“You get the best innovation when you combine an incumbent working alongside the start-up environment,” said Chief Investment Officer (CIO) of SyndicateRoom, James Sore, at a panel session in London that looked at what re/insurers can do to create the best environment for start-ups to thrive.
“A good few years ago there was a disconnect between the start-ups and the ability to actually make their new companies and ideas relevant. When it really takes off is when the incumbents are brought into that process, so they can actually implement the concept.
“The incumbents, the big existing providers, are still around for a reason – because they manage risk, but you also have the start-up mentality of ‘I can do anything and change the world’. It’s about finding the balance between the two.”
The environment within the insurance and reinsurance industry has shifted from one of scepticism towards implementing new ideas and technology, to being more start-up friendly as firms come under increasing pressure to drive efficiencies with innovation.
Sore said an environment of dynamic change and staying open to constantly evolving the areas designated to be designed and invested in, within both start-ups and incumbents, “works really well.”
He added that regulation should be reassuringly difficult, but navigable; “There should be a clear way to get to these people [regulators] and you should have the information to give yourself the best chance, but it shouldn’t be an easy process.”

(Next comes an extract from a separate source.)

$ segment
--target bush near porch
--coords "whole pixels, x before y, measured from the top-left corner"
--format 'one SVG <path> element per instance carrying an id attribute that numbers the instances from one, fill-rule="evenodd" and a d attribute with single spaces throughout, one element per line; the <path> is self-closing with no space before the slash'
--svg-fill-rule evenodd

Caroline Bradley, Deputy Director of the Insurance Division at the Guernsey Financial Services Commission, said regulators need to be careful “that we don’t become a deterrent to new start-ups. We need to recognise that these new technologies can enhance the customer experience, but be aware of the risks as well as the opportunities.
“It may be a great journey to buy the product, but how do we then look after the customer afterwards and deal with complaints? We don’t want to stifle innovation but at the same time, we’ve got to think about the risk to consumers and the financial world generally.”